If \(g\) is differentiable at \(x\) and \(f\) is differentiable at \(g(x)\), then \(f \circ g\) is differentiable at \(x\), and

\((f \circ g)'(x) = f'(g(x))g'(x)\)

In other words,

\(\dfrac{d}{dx} (f(g(x))) = f'(g(x))\dfrac{d}{dx}(g(x))\)

We can streamline our use of the chain rule by noticing the relationship between the following two equations:

\(\dfrac{d}{dx}(f(x)) = f'(x)\)

\(\dfrac{d}{dx} (f(g(x))) = f'(g(x))\dfrac{d}{dx}(g(x))\)

The first equations says that the derivation of \(f(x)\) is \(f'(x)\). Replacing \(x\) with the expression \(g(x)\) on both sides, you might expect that the derivative of \(f(g(x))\) would be \(f'(g(x))\). The chain rule says that this is part of the answer, but it's not the whole thing. To get the correct answer you need to multiply by the derivative of \(g(x)\)

Suppose \(f(x) = x^r\), where \(r\) is a nonzero rational number. Then \(f'(x) = rx^{r-1}\).

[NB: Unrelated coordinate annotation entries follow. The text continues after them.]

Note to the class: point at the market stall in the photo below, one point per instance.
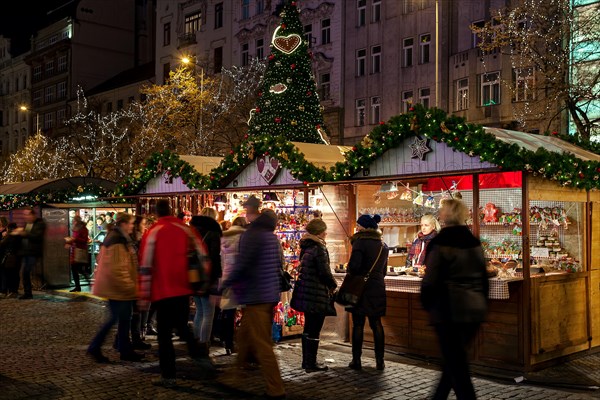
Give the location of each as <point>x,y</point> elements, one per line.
<point>537,235</point>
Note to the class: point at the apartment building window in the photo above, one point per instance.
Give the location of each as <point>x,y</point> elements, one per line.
<point>245,9</point>
<point>325,83</point>
<point>166,71</point>
<point>407,52</point>
<point>325,31</point>
<point>48,121</point>
<point>361,56</point>
<point>49,96</point>
<point>425,45</point>
<point>490,89</point>
<point>376,59</point>
<point>245,55</point>
<point>424,96</point>
<point>361,6</point>
<point>167,34</point>
<point>61,115</point>
<point>375,110</point>
<point>360,112</point>
<point>218,15</point>
<point>192,23</point>
<point>462,94</point>
<point>407,100</point>
<point>524,81</point>
<point>37,72</point>
<point>376,11</point>
<point>37,98</point>
<point>61,90</point>
<point>62,63</point>
<point>308,34</point>
<point>218,59</point>
<point>260,48</point>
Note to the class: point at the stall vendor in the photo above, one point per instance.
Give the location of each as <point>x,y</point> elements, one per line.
<point>429,228</point>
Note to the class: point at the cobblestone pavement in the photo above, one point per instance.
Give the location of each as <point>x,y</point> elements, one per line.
<point>42,356</point>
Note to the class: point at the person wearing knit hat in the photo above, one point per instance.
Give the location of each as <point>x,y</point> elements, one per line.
<point>369,256</point>
<point>368,222</point>
<point>312,291</point>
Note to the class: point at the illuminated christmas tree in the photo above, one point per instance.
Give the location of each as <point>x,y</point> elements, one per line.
<point>288,103</point>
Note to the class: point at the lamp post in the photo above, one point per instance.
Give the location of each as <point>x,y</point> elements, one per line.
<point>37,118</point>
<point>188,61</point>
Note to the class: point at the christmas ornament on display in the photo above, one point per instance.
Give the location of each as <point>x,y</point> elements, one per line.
<point>288,84</point>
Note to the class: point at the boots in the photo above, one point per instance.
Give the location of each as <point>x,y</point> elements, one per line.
<point>357,338</point>
<point>309,355</point>
<point>379,339</point>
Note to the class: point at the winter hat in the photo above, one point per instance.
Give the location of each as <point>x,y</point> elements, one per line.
<point>316,226</point>
<point>366,221</point>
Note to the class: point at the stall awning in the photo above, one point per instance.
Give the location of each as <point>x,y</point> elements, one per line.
<point>322,155</point>
<point>49,185</point>
<point>533,142</point>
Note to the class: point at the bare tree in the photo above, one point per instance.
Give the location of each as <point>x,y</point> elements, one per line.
<point>553,48</point>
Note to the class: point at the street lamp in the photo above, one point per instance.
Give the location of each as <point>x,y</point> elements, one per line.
<point>37,118</point>
<point>187,61</point>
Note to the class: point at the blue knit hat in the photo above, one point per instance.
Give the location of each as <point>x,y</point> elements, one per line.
<point>366,221</point>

Since \(r\) is rational and \(r \neq 0\), we can write \(r=m/n\), where \(n\) is a positive integer, \(m\) is a nonzero integer, and the fraction \(m/n\) is reducted to lowest terms. If \(n\) is even, then the domain of \(f'\) is \((0,\infty)\). If \(n\) is odd and \(r<1\), then the domain of \(f'\) is \((-\infty,0) \cup (0,\infty)\). And if \(n\) is odd and \(r \geq 1\) then the domain of \(f'\) is \((-\infty,\infty)\)

If \(f\) is a function, then its derivative \(f'\) is also a function. The derivative of \(f'\) is written as \(f''\); it's called the second derivative of \(f\). If we differentiate \(f\) \(n\) times, then we get the \(n\) th derivative of \(f\), which is denoted \(f^{(n)}\). These are called *higher-order derivatives$ of \(f\).